E é igualmente importante incentivar a criação de redes e iniciativas conjuntas que aproximem os especialistas e a comunidade, de modo a identificar as verdadeiras necessidades do dia a dia de quem enfrenta direta ou indiretamente a doença, e desenvolver estratégias que lhes permitam dar resposta. A partilha de conhecimento, e principalmente de experiências individuais, bem como a construção de soluções em conjunto são passos fundamentais para garantir que nenhum doente ou cuidador se sente sozinho neste percurso.

 

Na vossa perspetiva, deveria haver maior aposta em investigação e ensaios clínicos?

Sem dúvida. A investigação e os ensaios clínicos são o motor do avanço científico em Oncologia. Em Portugal, a participação em ensaios clínicos ainda é limitada, especialmente na área da Neuro-Oncologia. É urgente criar condições para atrair estudos internacionais, garantir acesso equitativo aos doentes e fortalecer os centros de referência. Uma maior aposta nesta área permitiria não só o acesso a terapêuticas inovadoras, mas também a promoção e desenvolvimento de conhecimento próprio e de massa crítica nacional, contribuindo para uma melhor qualidade de vida e maior esperança de sobrevivência dos doentes.

“Queremos recolher dados concretos sobre o impacto físico, emocional e social da doença, bem como sobre as principais lacunas no percurso de diagnóstico, tratamento e acompanhamento”

A APCCEREBRO tem a decorrer o estudo “Viver com Glioma 2025”. Porquê esta iniciativa?

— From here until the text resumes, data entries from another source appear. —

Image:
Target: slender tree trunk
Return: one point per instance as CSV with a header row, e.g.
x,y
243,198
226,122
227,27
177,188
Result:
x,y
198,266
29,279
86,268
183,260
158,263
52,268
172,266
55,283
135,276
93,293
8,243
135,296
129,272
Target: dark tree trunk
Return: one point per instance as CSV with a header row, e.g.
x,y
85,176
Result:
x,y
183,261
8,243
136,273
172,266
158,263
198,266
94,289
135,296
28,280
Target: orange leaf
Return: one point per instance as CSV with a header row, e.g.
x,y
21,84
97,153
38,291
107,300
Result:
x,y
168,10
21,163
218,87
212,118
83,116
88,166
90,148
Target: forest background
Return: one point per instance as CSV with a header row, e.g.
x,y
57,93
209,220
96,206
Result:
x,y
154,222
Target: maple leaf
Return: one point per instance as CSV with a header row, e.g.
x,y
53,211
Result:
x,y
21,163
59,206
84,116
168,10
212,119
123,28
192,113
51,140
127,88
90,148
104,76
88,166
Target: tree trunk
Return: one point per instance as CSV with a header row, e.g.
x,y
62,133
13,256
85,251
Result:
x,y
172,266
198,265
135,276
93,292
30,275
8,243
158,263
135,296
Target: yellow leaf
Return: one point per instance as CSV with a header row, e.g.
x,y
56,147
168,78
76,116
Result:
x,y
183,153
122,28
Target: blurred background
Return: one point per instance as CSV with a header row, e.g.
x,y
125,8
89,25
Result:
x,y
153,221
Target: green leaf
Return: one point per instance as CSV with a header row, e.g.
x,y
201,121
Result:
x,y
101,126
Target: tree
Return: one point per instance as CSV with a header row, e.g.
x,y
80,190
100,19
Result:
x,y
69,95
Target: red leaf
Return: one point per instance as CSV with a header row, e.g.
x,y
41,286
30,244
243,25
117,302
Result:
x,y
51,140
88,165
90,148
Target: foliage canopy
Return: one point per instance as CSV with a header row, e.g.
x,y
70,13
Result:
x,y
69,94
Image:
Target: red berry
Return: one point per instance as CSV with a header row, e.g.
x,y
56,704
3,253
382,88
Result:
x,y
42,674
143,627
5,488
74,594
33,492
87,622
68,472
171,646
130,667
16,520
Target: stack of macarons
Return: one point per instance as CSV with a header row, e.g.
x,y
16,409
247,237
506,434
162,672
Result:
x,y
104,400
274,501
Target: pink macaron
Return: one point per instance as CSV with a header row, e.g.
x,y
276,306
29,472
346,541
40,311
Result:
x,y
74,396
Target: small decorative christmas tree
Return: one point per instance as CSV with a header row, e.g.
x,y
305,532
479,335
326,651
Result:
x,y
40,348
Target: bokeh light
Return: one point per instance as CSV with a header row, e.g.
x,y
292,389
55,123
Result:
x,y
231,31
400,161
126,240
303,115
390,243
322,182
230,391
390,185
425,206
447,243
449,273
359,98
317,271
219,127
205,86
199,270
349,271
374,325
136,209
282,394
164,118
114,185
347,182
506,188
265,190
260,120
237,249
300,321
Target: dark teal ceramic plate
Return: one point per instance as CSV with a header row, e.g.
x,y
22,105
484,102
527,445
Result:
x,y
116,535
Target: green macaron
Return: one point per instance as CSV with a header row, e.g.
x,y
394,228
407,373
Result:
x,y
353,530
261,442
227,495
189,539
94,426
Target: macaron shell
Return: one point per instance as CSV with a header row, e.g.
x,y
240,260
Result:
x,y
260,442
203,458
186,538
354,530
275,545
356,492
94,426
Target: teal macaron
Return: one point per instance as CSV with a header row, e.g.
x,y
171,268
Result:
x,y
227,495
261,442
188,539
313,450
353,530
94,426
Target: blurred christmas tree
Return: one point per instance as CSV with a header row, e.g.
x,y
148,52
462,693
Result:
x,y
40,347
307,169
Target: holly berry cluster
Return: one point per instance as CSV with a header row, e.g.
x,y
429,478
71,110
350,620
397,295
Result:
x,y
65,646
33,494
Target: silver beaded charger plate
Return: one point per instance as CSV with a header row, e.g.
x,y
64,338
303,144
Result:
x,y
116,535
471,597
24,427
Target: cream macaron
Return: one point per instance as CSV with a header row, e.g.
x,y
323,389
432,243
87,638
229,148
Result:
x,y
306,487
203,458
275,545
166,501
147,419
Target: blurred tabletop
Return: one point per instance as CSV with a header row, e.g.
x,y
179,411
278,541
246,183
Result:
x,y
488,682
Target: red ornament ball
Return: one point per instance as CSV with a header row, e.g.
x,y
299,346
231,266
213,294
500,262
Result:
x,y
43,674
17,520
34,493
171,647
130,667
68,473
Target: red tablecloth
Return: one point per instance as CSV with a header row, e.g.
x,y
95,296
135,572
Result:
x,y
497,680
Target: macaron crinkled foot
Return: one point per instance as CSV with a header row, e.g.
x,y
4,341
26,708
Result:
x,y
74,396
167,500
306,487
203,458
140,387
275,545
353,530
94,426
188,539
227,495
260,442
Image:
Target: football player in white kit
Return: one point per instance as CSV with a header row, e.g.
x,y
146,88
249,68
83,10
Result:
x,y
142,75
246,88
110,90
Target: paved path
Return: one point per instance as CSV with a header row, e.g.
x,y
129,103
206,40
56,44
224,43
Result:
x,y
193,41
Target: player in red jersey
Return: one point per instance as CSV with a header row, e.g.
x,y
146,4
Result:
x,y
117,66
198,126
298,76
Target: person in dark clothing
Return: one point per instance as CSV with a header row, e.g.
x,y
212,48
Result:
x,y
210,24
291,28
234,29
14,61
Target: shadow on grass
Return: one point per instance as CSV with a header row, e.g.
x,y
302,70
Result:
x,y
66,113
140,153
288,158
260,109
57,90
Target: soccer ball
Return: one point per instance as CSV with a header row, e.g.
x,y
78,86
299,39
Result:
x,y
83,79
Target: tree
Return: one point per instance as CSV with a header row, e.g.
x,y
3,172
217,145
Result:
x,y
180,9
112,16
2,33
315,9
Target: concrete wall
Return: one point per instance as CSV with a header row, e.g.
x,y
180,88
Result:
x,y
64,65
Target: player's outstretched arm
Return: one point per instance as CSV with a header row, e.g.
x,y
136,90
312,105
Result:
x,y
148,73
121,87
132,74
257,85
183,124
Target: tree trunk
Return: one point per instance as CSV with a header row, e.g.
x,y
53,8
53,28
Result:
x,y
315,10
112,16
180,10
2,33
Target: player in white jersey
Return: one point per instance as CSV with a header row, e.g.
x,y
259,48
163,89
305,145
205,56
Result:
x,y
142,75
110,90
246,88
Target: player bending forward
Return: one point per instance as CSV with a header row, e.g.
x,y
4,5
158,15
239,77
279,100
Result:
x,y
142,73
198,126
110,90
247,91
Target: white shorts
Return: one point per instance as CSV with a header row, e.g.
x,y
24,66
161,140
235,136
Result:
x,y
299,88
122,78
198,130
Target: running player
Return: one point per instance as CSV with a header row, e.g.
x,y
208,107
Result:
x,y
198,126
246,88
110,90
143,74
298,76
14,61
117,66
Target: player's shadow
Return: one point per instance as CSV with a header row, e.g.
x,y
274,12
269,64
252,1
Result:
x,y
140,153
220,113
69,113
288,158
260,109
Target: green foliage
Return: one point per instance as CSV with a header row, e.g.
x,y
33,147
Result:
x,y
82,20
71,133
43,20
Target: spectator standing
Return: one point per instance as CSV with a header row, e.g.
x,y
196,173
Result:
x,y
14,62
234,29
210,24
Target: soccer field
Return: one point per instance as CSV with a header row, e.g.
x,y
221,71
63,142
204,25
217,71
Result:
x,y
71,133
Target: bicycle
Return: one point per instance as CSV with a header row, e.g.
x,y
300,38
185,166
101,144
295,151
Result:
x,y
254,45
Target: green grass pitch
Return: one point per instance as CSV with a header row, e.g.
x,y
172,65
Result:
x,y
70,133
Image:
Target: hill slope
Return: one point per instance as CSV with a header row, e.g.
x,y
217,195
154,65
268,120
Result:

O estudo “Viver com Glioma 2025” nasce da necessidade de compreender a realidade portuguesa dos doentes com tumores cerebrais, algo que até agora nunca tinha sido feito de forma sistematizada. Queremos recolher dados concretos sobre o impacto físico, emocional e social da doença, bem como sobre as principais lacunas no percurso de diagnóstico, tratamento e acompanhamento. Ao escutarmos diretamente os doentes, familiares e cuidadores, procuramos construir uma base de evidências sólidas dos principais desafios que enfrentam, e que permitam orientar políticas públicas de saúde, programas de apoio e prioridades de investigação.

 

O que farão com os resultados?

Os resultados do estudo serão analisados e publicados num relatório que será partilhado com autoridades de saúde, instituições académicas e associações de doentes. Pretendemos que esta informação sirva de instrumento de advocacy, isto é, enquanto uma influência positiva sobre políticas e práticas de saúde, contribuindo para um maior reconhecimento da patologia e para a criação de respostas mais adequadas. Além disso, os dados recolhidos serão utilizados para desenvolver novos programas de apoio da APCCEREBRO, nomeadamente a rede nacional de apoio psicológico e emocional que estamos a preparar, reforçando a proximidade e o acompanhamento ao longo de todo o percurso da doença.